If you really don’t want to create your book cover yourself, but don’t want to break the bank, there are some affordable options available. Most of these companies keep their prices down by using stock images. Get Covers offers ebook covers starting at $10 and paperback covers for as low as $20. Keep in mind that you get what you pay for, and you will want to check for image quality, number of images provided, and limitations on usage. In other words, read the fine print. A few others you may want to check out include Fiverr, Self Pub Book Covers, The Book Cover Designer, and Rocking Book Covers. I wouldn’t normally recommend companies or services I haven’t personally used. However, since so far, I have created my own covers, I wanted to at least provide some options if you didn’t want to make your own. I will definitely explore some of these cover design companies myself for my next book cover.


As mentioned above, most paperback books have a synopsis on the back as well as a short bio of the author alongside their picture. Make sure you have a photo that represents your author persona appropriately. Do you want to look professional, fun, casual? You’ll also want to think about whether you want to use the same picture on every platform, i.e., Goodreads, Amazon, social media, website, etc.


Another very important thing to consider about your book cover design is its size. Both Amazon and IngramSpark provide a calculator to help you determine the correct size based on the chosen size of the paperback or hardback, and the number of pages. Be sure you do that calculation before finalizing your cover design. Otherwise, when you upload your cover art file to the publishing site, you may receive an error message that your book cover does not fit your book.

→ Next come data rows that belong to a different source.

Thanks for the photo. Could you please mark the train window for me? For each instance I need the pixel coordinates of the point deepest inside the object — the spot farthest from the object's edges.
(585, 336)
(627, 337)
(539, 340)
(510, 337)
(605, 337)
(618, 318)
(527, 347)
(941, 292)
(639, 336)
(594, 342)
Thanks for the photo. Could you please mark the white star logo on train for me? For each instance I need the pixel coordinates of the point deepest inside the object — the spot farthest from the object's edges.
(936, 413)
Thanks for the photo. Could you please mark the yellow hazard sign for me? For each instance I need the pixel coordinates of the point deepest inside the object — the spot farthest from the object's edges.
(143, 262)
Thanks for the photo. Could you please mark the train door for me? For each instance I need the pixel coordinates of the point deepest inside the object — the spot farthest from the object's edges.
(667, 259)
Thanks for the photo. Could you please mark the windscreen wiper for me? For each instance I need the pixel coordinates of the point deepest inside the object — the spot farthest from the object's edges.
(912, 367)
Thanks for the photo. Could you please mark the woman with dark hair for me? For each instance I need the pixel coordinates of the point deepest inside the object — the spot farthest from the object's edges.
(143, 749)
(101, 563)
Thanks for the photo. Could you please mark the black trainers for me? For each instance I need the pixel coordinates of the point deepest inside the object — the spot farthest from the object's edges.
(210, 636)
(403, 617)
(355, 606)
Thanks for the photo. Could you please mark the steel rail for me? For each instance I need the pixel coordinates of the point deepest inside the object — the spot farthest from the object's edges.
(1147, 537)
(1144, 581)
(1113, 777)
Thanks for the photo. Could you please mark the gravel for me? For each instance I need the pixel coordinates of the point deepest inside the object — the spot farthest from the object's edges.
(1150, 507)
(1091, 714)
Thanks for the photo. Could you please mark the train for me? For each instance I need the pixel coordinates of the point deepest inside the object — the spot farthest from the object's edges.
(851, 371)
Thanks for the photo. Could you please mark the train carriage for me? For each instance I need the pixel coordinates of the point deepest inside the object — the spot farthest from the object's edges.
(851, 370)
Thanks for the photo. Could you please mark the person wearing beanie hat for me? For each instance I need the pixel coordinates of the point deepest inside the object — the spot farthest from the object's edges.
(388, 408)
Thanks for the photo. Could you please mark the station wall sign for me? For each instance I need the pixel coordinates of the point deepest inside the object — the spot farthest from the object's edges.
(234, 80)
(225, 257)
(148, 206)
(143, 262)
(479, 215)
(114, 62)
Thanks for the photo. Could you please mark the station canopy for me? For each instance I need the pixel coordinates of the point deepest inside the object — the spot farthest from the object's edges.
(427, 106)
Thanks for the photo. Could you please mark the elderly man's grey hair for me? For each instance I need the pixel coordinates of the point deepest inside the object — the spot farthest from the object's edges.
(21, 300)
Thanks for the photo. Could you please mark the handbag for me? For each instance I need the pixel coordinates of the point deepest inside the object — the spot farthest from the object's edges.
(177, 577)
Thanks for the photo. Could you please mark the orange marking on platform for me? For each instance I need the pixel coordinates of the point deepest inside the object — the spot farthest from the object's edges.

I heard a great phrase the other day from a presentation by Anne Hawley on “How to Write a Crime Story.” She said that her guidelines were “Tools, not Rules”. That’s exactly what this “The Indie Author Arsenal” series of blogs is—a set of tools, not rules. I’m sharing information that has been helpful to me, and it’s up to you to decide whether to use any of it. Hopefully, there’s at least one thing in this blog that will help you create the best artwork you can for your book.


So go forth and create! Or pay someone else to do it for you. Do your research and do your best within your means to ensure your cover is the best it can be and appeals to your audience. In the end, your readers don’t care who designed the cover of your book. What they really care about is what adventures await them once they open it!